Re: Life, Liberty, and the Pursuit of Pain (OC Story)
Posted: Tue Nov 17, 2020 7:51 pm
Sorry about that - it was never my intention...Big hello scary german wizard man who initially scarred younger me off from ever posting anything on this forum years ago.
In fact I didn't even realize until Feurox invited me to the discord server that I had acquired something of a reputation over the years...
I never tried to. I enjoy reading the stories here, and I try to give something back in the form of feedback. If my negative feedback tends to be more... elaborate than my positive feedback it's because I feel it is fair to give good reasons for negative feedback instead of just writing "That story bad".
Also because I think constructive negative feedback is more helpful than simple praise - that's why even when I really like a story I always try to find something that could be improved.
And as I said your story is definitely not bad. You achived what you set out to do when you wrote it. It just happens to not match my personal tastes.
As for the question what tense to use, I don't think it matters at all.
Personally I think first-person narration is better served by using present tense while Third Person Omniscient and Third Person Limited are better suited to past tense, but I've read very good stories that do it the other way around.
And I do get what you were going for - if a character "does thinking" they don't always narrate their whole backstory in their minds along the way.
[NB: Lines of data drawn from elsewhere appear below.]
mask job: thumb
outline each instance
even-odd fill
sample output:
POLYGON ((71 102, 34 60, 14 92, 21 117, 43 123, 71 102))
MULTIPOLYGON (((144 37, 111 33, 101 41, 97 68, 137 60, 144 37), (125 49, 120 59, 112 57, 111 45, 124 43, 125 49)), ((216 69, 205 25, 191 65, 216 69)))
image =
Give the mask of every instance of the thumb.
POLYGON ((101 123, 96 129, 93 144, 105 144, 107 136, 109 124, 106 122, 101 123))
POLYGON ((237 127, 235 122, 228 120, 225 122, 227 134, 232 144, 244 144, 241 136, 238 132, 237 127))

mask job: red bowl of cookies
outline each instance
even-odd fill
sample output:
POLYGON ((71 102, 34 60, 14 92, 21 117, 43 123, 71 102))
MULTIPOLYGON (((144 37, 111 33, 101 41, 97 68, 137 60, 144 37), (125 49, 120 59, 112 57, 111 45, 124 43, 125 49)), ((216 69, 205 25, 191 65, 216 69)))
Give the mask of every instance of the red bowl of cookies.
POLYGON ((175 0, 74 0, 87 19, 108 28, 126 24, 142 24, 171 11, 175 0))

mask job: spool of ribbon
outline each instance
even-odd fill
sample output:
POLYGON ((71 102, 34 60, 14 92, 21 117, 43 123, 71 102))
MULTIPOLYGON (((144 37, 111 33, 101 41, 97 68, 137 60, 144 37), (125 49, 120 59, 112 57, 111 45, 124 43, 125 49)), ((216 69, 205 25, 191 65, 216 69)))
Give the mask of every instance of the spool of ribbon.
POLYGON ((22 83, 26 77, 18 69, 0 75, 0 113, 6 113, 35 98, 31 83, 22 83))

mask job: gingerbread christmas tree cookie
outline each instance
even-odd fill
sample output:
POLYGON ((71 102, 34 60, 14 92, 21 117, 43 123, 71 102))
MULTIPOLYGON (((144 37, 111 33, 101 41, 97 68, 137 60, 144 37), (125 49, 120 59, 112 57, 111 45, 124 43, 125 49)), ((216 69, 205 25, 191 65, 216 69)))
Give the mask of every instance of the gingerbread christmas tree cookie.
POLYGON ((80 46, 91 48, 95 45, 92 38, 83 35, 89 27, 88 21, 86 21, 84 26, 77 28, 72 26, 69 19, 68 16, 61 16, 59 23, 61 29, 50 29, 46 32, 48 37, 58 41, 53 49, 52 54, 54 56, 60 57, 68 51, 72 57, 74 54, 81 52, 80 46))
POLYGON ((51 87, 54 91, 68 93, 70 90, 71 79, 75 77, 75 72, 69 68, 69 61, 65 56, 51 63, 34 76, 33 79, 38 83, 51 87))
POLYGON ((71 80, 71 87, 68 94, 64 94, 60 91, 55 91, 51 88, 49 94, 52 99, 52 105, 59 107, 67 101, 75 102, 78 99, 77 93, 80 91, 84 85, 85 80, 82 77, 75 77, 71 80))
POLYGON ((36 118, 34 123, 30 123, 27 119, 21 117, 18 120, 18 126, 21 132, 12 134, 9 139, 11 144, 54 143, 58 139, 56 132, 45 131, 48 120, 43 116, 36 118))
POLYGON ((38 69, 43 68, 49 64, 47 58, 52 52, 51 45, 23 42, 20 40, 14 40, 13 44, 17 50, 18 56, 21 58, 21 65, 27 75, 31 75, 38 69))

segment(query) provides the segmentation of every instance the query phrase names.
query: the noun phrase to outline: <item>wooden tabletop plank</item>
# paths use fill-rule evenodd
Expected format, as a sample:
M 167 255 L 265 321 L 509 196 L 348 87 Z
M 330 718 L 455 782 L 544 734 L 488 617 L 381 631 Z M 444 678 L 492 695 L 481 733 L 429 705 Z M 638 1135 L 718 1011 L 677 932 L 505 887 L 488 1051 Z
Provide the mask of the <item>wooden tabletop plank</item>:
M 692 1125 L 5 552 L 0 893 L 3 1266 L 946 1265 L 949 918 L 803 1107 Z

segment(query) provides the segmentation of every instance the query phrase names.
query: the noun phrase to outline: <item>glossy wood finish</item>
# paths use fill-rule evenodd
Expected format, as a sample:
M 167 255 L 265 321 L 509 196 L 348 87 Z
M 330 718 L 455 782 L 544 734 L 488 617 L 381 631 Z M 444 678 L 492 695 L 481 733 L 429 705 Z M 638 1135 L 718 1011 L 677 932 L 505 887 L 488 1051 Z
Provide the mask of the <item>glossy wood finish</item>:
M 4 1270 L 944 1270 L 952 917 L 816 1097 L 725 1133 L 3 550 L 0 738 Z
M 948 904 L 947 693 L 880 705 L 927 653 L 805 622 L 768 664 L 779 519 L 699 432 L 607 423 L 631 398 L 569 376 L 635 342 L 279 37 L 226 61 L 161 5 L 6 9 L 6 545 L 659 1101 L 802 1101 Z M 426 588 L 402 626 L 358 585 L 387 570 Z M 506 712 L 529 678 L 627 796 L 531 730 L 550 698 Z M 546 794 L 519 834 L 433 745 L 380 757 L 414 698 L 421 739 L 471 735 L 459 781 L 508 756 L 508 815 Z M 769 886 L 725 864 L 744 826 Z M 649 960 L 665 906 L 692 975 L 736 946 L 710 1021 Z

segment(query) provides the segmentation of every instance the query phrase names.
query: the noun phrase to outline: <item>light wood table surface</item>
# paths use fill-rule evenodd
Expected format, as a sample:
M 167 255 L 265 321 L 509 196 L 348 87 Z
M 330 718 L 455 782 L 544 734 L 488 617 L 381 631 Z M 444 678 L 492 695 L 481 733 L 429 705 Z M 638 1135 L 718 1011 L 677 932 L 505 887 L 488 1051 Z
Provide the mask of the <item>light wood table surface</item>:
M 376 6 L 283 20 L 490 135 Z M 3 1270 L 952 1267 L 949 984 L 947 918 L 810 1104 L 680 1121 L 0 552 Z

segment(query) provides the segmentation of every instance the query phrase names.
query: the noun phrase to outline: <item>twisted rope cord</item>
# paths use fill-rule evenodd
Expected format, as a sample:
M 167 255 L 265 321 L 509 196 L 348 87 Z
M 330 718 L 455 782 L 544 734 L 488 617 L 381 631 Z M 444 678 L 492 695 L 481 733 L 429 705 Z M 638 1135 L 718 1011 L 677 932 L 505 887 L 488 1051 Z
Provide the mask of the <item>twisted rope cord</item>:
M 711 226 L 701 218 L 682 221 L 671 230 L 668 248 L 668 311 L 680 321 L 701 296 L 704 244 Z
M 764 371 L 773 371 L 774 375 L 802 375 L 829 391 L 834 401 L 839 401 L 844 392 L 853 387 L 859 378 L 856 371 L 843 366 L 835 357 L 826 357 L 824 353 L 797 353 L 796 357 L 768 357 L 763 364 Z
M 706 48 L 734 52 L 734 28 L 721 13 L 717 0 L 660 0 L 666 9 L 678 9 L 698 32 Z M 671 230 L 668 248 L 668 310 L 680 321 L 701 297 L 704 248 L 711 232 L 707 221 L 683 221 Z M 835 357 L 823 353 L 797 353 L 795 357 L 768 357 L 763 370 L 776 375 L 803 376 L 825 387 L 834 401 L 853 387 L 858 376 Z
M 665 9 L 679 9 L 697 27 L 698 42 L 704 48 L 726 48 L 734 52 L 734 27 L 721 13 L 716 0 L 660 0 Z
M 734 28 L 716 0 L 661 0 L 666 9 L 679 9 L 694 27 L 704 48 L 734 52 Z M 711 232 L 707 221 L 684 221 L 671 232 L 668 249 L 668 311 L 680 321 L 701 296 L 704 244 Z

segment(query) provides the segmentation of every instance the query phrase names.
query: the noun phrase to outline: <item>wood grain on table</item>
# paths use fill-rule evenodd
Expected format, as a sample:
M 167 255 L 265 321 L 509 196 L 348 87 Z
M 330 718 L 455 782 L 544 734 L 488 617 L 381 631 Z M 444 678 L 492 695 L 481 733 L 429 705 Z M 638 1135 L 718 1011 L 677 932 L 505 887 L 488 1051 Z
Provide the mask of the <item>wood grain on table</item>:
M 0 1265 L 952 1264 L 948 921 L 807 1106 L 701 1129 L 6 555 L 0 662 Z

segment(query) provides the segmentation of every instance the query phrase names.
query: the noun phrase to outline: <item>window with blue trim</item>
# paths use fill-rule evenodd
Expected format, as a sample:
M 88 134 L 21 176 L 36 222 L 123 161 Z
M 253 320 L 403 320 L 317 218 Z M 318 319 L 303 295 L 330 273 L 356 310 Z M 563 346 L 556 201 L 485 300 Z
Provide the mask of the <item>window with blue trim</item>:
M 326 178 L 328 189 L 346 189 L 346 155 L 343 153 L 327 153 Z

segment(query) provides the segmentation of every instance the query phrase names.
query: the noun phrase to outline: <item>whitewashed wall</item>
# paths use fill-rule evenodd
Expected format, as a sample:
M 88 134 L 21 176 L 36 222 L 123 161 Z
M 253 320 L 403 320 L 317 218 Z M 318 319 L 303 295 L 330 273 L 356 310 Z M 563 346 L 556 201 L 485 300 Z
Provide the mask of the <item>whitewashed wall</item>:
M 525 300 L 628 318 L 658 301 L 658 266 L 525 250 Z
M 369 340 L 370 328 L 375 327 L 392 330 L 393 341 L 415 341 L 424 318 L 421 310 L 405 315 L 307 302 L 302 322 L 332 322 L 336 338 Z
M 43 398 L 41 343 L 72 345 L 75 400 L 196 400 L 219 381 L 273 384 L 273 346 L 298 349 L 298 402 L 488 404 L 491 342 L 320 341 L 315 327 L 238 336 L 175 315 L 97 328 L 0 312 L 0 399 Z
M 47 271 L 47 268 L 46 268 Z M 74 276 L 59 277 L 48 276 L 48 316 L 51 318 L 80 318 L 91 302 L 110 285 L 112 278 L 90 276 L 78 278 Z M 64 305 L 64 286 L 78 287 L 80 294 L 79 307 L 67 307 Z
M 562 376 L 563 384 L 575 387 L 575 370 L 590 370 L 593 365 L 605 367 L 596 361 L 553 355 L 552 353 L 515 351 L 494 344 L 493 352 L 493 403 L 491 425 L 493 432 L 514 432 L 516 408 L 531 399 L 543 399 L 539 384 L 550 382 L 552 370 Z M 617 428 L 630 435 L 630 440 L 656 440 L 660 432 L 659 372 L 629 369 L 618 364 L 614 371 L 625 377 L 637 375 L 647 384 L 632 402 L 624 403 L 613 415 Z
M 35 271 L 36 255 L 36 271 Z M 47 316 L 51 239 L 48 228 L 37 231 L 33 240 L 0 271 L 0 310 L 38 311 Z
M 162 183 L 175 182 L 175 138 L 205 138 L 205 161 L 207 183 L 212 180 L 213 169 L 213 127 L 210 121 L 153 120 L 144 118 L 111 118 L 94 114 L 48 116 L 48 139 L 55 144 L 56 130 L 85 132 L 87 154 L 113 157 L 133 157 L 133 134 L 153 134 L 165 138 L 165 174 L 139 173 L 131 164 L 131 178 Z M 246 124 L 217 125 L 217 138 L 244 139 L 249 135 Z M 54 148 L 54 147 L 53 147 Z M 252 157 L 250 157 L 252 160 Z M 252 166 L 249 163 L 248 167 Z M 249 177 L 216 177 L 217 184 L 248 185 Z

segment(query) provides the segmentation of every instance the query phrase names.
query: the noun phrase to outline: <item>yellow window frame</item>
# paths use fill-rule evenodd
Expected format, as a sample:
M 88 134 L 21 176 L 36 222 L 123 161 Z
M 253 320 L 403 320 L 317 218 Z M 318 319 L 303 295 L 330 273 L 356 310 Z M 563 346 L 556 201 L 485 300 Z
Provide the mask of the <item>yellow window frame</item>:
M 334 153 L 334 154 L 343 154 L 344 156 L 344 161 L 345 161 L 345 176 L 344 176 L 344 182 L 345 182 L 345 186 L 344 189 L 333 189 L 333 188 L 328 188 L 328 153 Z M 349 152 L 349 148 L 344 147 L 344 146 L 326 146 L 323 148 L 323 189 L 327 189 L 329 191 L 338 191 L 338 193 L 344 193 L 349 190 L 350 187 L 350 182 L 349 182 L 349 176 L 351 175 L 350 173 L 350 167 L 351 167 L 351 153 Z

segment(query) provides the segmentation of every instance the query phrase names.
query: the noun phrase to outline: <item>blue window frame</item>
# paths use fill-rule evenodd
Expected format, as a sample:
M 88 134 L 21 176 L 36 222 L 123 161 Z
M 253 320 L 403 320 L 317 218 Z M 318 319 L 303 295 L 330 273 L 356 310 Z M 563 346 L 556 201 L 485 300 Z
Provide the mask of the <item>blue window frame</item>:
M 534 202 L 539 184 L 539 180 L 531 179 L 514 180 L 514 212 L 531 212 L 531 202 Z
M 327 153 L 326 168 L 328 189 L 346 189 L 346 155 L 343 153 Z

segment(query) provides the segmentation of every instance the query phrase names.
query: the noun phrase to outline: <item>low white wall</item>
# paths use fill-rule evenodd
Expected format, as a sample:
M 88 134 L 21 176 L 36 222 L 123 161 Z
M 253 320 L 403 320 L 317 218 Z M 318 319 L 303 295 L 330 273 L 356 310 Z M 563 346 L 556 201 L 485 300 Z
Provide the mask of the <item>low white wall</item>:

Still, there are ways of including the most crucial information - which i think you meant when you said you were figuring out new ways as you went along.
Yes, I am going to read it. As I said I expect that my main issue with the first chapter will not be as much of an issue going forward as your protagonist is going to interact with characters to whom he is going to have to explain stuff - or at least think about why he doesn't want toAt least until the next chapter you may or may not read.